Russia, China veto US resolution calling for immediate cease-fire in Gaza fails

Written by on March 22, 2024

U.S. Secretary of State Antony Blinken speaks during a joint press conference with Egypt’s Foreign Minister Sameh Shoukry (not pictured) following a meeting between the U.S. top diplomat and Arab envoys, in Cairo on March, 21, 2024. (EVELYN HOCKSTEIN/POOL/AFP via Getty Images)

(WASHINGTON) — A U.S. effort to ramp up political pressure on Israel by casting an international spotlight on its concerns failed Friday in the United Nations Security Council when Russia, China and Algeria voted against it.

The resolution draft emphasized “concern that a ground offensive into Rafah would result in further harm to civilians and their further displacement including potentially into neighboring countries,” and decried humanitarian toll of Israel’s offensive.

However, the draft also linked a cease-fire to the release of hostages held in Gaza — a position supported by Israel and a term that similar resolutions calling for a truce put forth by other nations have failed to include.

“This resolution is an opportunity for the Council to speak with one voice to support the diplomacy happening on the ground and pressure Hamas to accept the deal on the table,” said Nate Evans, a spokesperson for the U.S. mission to the U.N. on Thursday.

As U.S. and Israeli officials publicly sound off over a potential ground incursion into Rafah in southern Gaza, officials in Washington have set the stage for a flurry of diplomatic engagements between the countries — aiming to head off a humanitarian catastrophe and avert a significant divide between the two allies.

Secretary of State Antony Blinken visited Israel on Friday, but before landing in the country, while visiting Egypt, he underscored the Biden administration’s opposition to a major operation in Rafah, where thousands of Palestinian civilians are sheltering, under any circumstances.

“A major ground operation there would mean more civilian deaths,” he said. “There is a better way to deal with the threat, the ongoing threat posed by Hamas.”

Blinken’s stop in Israel was a late addition to the itinerary for his sixth tour of the Middle East since the Oct. 7 attack on Israel by Hamas, a U.S.-designated terrorist group.
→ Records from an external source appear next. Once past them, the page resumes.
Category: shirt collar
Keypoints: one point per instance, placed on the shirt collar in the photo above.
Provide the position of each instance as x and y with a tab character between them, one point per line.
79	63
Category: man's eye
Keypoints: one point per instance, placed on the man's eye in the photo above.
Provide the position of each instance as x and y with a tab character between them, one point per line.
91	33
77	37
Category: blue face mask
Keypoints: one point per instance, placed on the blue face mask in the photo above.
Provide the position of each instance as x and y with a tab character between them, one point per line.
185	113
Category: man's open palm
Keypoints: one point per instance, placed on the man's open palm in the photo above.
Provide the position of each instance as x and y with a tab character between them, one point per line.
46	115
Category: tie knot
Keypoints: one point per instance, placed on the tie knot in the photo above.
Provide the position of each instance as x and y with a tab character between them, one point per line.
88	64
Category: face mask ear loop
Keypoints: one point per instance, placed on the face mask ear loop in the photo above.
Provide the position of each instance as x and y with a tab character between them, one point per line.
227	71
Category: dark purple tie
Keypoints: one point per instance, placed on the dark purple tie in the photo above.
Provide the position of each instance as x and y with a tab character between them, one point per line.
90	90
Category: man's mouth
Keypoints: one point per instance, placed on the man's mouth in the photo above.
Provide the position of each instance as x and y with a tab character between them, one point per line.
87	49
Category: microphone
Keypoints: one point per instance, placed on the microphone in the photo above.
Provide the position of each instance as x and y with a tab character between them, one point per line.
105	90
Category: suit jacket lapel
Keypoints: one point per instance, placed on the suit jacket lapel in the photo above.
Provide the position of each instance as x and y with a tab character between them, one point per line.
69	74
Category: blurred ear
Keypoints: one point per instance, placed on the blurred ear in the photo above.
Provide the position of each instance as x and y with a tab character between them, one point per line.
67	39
Throughout the conflict, the U.S. has repeatedly deployed top-ranking envoys to Israel in order to persuade Israeli Prime Minister Benjamin Netanyahu and his hardline government to take measures to protect civilians in Gaza.

However, U.S. officials see a pending summit on their home turf as the best opportunity to persuade Israel to take a different approach with Rafah.
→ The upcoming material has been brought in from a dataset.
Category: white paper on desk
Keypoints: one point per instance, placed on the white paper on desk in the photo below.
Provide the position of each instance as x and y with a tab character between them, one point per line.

Blinken described next week’s planned meetings in Washington between the U.S. as a chance to convince Israeli officials to take “alternative actions” in Rafah, which an administration official said would consist of more targeted, high-value counterterrorism missions to eliminate Hamas.
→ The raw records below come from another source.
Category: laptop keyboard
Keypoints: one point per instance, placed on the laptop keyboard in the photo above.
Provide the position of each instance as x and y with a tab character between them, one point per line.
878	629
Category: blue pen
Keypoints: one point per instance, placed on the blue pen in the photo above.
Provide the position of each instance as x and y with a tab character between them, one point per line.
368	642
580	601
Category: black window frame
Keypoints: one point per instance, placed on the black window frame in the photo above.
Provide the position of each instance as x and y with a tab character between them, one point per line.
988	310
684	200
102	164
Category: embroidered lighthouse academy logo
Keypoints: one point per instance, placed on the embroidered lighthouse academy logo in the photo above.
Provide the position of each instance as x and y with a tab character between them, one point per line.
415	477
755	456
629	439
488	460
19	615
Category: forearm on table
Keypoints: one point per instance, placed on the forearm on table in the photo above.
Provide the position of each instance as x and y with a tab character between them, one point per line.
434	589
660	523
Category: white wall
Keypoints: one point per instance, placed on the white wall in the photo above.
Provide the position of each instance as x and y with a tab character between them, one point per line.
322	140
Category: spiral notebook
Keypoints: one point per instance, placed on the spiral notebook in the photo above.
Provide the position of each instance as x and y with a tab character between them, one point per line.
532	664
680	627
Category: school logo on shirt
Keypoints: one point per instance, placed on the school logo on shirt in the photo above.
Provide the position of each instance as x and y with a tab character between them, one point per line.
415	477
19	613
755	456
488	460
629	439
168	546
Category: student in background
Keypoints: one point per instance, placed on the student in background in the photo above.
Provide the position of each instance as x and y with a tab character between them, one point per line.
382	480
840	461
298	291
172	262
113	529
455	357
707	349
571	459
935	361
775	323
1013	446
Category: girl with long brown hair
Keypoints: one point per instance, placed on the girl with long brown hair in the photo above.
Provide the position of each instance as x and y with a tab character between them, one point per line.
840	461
“We are determined, as Israelis and indeed as other partners in the region are, to deal the ongoing problem posed by Hamas, a threat to so many,” Blinken said. “Hamas can be effectively dealt with without a major ground operation.”

As recently as last week, Blinken and other administration officials insisted that the U.S. stance on a Rafah incursion would depend on whether Israel could devise what Blinken described as a “clear and implementable plan” to limit civilian suffering.

But the White House’s approach changed abruptly on Monday after President Joe Biden and Netanyahu held their first call in over a month.

According to a readout of the conversation, Biden expressed “deep concerns” about looming Israeli action in Rafah. Just hours later, national security adviser Jake Sullivan announced the administration’s firm opposition, and said that Netanyahu had agreed to send an interagency team to the U.S. for talks on the matter.

In the meantime, Netanyahu has done plenty of talking himself — defiantly rejecting Biden’s demands and vowing to move ahead with the operation in a public address to members of his government, and even meeting virtually with Senate Republicans to discuss the state of the conflict in Gaza.

As the summit looms, U.S. officials have not specified whether Israel will face any repercussions if it charges ahead with battle plans.